On the Transitioning from Public School to Adult Agencies IEP page, you will assist the IEP team in identifying agencies the student may access in adult life. In the freshman year, it is ok to indicate "too early to determine" adult agencies to discuss transition at the IEP meeting. However, at every meeting involving transition planning you need to discuss with the student and family the agencies they may be interested in and ask them if they would like the agency to be invited to the next year's IEP. If they indicate "Invite" then you must invite a representative from that agency to attend the following year's IEP. If the agency rep is unable to attend in person, they may attend by conference call, electronic meeting, or send written input. It will be your responsibility to document their input for the IEP team. If the family indicates that they would like "literature", you will need to provide written information about that agency to the family at the next IEP meeting.
You will also indicate when referrals need to be made and by whom.
See the tab at left for information about local public agencies serving adults with disabilities, as well as forms for obtaining input.
You will indicate on the Course of Study page whether or not the student is aiming for a diploma, and if so, the number of credits needed to graduate. You also need to indicate the courses that he or she will be taking in the remianing years in school, aimed toward meeting their dreams and goals (transiton plans) for the future. This may be done by completing the fields for the remaining number of years in school, or attaching a propsed course of study.

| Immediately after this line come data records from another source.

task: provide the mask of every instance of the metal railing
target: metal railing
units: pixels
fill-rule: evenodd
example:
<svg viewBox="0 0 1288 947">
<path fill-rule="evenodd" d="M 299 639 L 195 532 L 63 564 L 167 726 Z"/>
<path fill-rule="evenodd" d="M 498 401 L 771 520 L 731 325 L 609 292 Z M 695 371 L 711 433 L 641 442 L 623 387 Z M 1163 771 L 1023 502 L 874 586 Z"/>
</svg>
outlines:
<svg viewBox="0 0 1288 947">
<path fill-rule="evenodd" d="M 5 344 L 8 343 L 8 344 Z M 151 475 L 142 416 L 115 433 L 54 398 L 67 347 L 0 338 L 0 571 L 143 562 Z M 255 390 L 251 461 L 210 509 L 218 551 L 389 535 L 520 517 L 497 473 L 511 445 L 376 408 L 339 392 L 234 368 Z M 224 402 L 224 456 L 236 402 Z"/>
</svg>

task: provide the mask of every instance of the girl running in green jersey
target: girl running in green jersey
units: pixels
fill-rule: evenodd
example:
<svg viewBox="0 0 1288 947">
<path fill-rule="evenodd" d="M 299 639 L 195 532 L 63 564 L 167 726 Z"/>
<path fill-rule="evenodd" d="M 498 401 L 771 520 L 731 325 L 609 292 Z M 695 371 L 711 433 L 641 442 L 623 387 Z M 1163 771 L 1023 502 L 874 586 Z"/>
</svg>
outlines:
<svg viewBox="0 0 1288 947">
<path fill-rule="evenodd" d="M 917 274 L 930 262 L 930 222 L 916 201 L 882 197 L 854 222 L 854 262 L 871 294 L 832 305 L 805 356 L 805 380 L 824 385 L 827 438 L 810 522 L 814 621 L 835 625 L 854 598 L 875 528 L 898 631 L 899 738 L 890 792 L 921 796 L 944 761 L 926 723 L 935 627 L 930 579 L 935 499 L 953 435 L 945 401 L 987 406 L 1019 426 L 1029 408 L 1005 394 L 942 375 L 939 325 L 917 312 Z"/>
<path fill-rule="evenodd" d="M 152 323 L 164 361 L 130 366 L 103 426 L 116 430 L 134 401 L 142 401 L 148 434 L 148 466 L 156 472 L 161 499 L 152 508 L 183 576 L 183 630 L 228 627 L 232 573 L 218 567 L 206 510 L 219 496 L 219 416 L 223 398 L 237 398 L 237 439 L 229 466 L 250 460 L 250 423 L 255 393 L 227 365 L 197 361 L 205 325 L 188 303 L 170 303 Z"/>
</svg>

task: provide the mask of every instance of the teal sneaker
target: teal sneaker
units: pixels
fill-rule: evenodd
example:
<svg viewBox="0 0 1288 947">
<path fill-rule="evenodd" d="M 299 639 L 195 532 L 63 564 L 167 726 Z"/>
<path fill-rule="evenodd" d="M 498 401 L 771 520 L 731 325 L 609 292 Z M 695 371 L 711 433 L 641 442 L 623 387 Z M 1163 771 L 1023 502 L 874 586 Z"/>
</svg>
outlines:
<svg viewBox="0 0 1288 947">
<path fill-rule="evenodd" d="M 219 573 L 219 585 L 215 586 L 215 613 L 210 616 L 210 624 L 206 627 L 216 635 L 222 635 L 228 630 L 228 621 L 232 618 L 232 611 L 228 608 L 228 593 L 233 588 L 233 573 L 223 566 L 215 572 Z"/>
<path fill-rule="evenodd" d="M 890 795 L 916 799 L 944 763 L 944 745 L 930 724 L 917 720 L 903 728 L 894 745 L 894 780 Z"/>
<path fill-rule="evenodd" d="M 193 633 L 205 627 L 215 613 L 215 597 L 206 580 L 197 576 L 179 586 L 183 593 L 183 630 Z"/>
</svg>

The Course of Study will also note the expected date of leaving public school. For some students with more severe cognitive disabilities, there are programs available in the public schools for 18-21 year olds (often referred to as "Postsecondary" or "TEAMS" programs). Students can remain in public Special Education programs until they graduate with a diploma or the end of the semester in which they turn 22, whichever comes first. You will need to have a conversation with the families of these students about whether or not public school Postsecondary programs are an option in which they are interested. If so, part of the transition process should be conducting orientations and visits to assure a smooth transition to the new program. (noted on the Least Restrictive Environment page). Consult with your administrator if you are unsure about the transition to Postseconday programs for your students.